Risk Consulting and Technology
Kroll revenues increased 4 percent to $251 million, and operating income rose to $37 million in the third quarter. The technology services group, Kroll’s largest business unit, sustained its solid performance, led by the background screening business, which reported double-digit growth. The unit’s electronic discovery business responded successfully to market conditions and continued its improvement from the first quarter of this year. Consulting services reported double-digit underlying revenue growth. Corporate advisory and restructuring performed well, but its results were affected by the anticipated absence of success fees from major restructuring assignments such as those recorded in the second quarter of the year. Results for the security group reflected the orderly exit from high-risk international assignments that had limited profitability and no longer fit Kroll’s business strategy.
Consulting revenues increased 13 percent to $1.1 billion in the third quarter, or 10 percent on an underlying basis. Year-to-date revenues increased 10 percent to $3.1 billion, or 9 percent on an underlying basis. Mercer Human Resource Consulting increased revenues 10 percent to $762 million in the third quarter, or 7 percent on an underlying basis. Year-to-date revenues increased 7 percent to $2.3 billion. All of the Mercer HR businesses exhibited underlying revenue growth, driven by Europe and Asia. The health and benefits business increased underlying revenues by 5 percent, a notable improvement over previous quarters.
Mercer Specialty Consulting revenues grew 22 percent to $304 million in the third quarter, or 16 percent on an underlying basis. This exceptional performance was led by Mercer Oliver Wyman and the strategy and operations business, which increased underlying revenues 21 percent and 19 percent, respectively. Year-to-date revenues increased 18 percent to $863 million, or 17 percent on an underlying basis.
Putnam revenues declined 8 percent to $342 million in the quarter. Ending assets on September 30, 2006 were $182 billion, comprising $118 billion in mutual fund assets and $64 billion in institutional assets.

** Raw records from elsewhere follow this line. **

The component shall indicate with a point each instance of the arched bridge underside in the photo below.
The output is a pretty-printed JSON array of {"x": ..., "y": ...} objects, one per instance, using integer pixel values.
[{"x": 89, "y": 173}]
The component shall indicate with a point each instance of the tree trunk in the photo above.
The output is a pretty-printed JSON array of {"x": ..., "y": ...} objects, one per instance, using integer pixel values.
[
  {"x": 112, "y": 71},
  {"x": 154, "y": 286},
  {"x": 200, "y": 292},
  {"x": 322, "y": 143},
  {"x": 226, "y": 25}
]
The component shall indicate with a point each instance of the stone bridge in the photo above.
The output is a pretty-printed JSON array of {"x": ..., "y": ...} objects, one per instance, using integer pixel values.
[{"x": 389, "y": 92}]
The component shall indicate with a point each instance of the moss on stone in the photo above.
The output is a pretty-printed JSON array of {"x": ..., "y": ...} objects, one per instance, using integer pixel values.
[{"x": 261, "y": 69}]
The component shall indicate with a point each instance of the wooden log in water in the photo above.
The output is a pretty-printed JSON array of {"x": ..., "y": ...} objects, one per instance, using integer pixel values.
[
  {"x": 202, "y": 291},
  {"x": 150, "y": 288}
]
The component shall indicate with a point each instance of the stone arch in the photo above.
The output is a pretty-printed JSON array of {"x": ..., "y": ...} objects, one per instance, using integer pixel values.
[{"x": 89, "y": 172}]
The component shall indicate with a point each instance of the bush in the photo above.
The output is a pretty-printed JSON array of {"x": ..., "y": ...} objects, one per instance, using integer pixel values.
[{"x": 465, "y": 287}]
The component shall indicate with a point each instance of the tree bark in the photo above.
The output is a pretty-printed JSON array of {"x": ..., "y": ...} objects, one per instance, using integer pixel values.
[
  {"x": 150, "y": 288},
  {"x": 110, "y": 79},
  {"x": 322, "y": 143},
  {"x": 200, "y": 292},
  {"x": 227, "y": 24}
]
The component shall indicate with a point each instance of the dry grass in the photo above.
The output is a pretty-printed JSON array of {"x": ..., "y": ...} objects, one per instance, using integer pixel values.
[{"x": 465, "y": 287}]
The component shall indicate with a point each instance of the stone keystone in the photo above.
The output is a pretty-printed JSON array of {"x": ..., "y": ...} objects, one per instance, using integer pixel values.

Average assets under management were $179 billion, compared with $195 billion in the third quarter of 2005. Institutional flows were positive for the first time since the third quarter of 2003. Net outflows were approximately $3 billion in the quarter.
MMC’s net debt position, which is total debt less cash and cash equivalents, was $3.4 billion at the end of the 2006 third quarter, a decrease of over $450 million from the end of the second quarter.
MMC is a global professional services firm with annual revenues of approximately $12 billion. It is the parent company of Marsh, the risk and insurance services firm; Guy Carpenter, a risk and reinsurance specialist; Kroll, a risk consulting company; Mercer, a provider of human resource and specialty consulting services; and Putnam Investments, an investment management company.